Bridging technology gaps through strategic partnerships
April 2, 2026Wole Yusuf, CEO of Multichase Energy Services, talks to The Energy Year about strategic partnerships that enable technology transfer and potential asset purchases to deliver fully integrated upstream services.
Multichase Energy Services is a Nigerian oilfield services firm providing drilling support, production optimisation and artificial lift systems.
- The divestment of onshore assets in Nigeria by IOCs is creating room for indigenous operators to grow their footprint. It is also expected to boost the demand for drilling and production services because the new owners will have stronger incentives to invest towards developing the assets.
- In this context, misalignment between the capabilities of upstream operators and the requirements of domestic banks is constraining access to financing, especially for companies that seek to expand into capital-intensive services, and is a drag on project launches.
- Partnerships between domestic service companies and global technology providers will continue to be critical in bridging capability gaps in Nigeria’s oil and gas sector.
What role have partnerships played in your development, particularly the alliance with Baker Hughes?
The alliance between Multichase Energy Services and Baker Hughes began in 2008 and proved to be transformative. Companies such as Baker Hughes and Halliburton own technology that we, as a local service provider, can leverage to support the services we provide, which is crucial because technology is constantly evolving.
Through our partnership, we gain access to advanced solutions, and in return, we act as their local content vehicle, helping them deliver these services in Nigeria, where they are restricted due to local content legislation. It’s a mutually beneficial relationship. We rely on their innovations, and they rely on us to get the work done on the ground.
Multichase is working to offer integrated services from drilling to oil delivery. What capabilities do you currently have in this regard?
We’ve made good progress toward that goal.
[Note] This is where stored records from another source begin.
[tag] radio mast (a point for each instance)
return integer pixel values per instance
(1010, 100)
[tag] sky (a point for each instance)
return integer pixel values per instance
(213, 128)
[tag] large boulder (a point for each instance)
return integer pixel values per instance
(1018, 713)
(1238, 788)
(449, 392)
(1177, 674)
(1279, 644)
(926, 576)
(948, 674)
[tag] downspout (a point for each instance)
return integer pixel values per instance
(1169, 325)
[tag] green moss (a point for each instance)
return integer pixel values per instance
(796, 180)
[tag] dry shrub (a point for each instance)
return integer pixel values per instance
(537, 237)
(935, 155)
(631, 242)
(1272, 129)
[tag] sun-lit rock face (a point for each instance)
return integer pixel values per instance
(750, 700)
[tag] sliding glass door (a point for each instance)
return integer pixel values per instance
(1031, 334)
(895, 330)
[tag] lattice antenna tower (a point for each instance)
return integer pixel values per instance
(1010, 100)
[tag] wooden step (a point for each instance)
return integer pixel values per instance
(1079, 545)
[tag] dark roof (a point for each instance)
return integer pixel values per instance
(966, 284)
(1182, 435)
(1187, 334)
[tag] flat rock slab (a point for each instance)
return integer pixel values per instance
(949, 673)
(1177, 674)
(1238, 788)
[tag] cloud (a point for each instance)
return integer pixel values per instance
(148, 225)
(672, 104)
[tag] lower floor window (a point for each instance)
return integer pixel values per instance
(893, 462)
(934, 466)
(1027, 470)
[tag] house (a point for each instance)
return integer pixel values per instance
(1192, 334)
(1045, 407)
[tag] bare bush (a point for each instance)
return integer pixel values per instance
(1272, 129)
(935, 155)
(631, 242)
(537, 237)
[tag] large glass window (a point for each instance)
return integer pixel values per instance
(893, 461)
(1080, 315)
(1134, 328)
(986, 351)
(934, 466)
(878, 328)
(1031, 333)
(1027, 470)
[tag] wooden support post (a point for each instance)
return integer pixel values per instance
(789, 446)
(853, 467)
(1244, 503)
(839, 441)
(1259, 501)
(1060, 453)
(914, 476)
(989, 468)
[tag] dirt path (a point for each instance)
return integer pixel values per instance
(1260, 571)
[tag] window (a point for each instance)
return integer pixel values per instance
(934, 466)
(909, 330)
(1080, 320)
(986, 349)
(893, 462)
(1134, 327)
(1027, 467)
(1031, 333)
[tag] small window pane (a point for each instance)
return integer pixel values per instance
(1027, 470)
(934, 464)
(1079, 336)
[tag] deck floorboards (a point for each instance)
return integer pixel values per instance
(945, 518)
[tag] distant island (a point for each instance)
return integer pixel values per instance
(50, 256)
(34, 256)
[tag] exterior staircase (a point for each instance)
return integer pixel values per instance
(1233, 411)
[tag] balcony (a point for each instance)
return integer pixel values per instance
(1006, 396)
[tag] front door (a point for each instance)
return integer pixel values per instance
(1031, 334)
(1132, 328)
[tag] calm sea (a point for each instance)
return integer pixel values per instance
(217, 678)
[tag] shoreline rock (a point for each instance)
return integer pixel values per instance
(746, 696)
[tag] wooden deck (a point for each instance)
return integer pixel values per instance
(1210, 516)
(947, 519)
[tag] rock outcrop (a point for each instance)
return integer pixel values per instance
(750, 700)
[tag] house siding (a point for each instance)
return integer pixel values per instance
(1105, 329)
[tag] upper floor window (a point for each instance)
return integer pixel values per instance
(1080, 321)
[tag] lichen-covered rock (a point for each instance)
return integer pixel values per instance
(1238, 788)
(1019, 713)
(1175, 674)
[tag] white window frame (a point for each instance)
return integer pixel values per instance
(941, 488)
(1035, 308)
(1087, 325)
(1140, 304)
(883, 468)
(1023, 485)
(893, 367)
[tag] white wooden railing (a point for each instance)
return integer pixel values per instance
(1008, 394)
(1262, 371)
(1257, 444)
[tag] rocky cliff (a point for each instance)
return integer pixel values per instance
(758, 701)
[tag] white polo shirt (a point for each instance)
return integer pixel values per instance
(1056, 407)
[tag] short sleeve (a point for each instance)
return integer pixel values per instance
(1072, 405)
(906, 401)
Right now, we can independently deliver cementing services, pressure pumping and artificial lift systems using electrical submersible pumps. We also handle tubular running, pilot services and tubing services, all of which contribute to production optimisation. However, to provide fully integrated services, we need to partner with rig owners or operators, and we have started taking steps in that direction.
In October 2025, we approached a bank for funding to purchase a rig. Owning a rig would put us in a strong position, as many indigenous operators are under pressure from the federal government to ramp up production. To do that, drilling needs to happen. I’ve travelled to Louisiana twice this year to negotiate for rigs. The challenge is funding. It’s a chicken-and-egg problem: operators want to see the rig before signing a contract, and financiers want to see a contract before funding the rig. Syndicated funding is one option we’re considering. Bringing a rig from the US can cost more than USD 4 million in logistics alone, and buying one ranges between USD 15 million and USD 25 million, depending on the upgrades.
Are you pursuing domestic or international financing to acquire the rig?
Mainly international. Frankly, Nigerian commercial banks don’t yet have the capacity to finance a project of that size. Even the Bank of Industry needs to collaborate with commercial banks, and unfortunately, there’s been tension between the two sides over how to split risk and returns, which has made the process difficult.
With IOCs divesting onshore assets, indigenous players are stepping up. How is this reshaping demand for your services?
It’s having a positive effect. These companies must drill and produce to meet targets. Plus, with new licence rounds coming up, there will be more exploration activity, which creates more work for us. However, one must be in a position to seize those opportunities.
If Multichase acquires a rig, do you see yourself evolving from a service provider into an operator?
That’s one of our long-term goals, but I’ve always said that one can either be an operator or a service provider – doing both takes deep pockets. Sterling Global Oil Resources is the only example I know of in Nigeria that drills and produces from its own wells. If we eventually go that route, it will need to be under a separate entity. It’s a completely different animal.
Becoming a producing company in Nigeria isn’t easy. There are tribal dynamics and local challenges. You need people who can navigate the communities and speak the language. Youth development and education in those host areas also make a difference. But entering that space takes significant risk tolerance. I’ve seen friends lose sleep trying to make it work.
What are your priorities for the future of Multichase?
Succession planning is top of mind. Retirement is on the horizon, and I want the company to eventually run independently from me. That’s why we’re investing in strong product-line managers. Four of them travelled with me to ADIPEC and handled engagements seamlessly. It was rewarding and refreshing to watch.
We’re also developing our people through the three Ts: training, talent development and targeted recruiting. That’s how we’ll ensure continuity.
As part of our long-term vision, we’ve just acquired a three-level corporate property in Lekki. We were planning to lease it out, but now we want it to become our new corporate headquarters, from where to steer all company operations.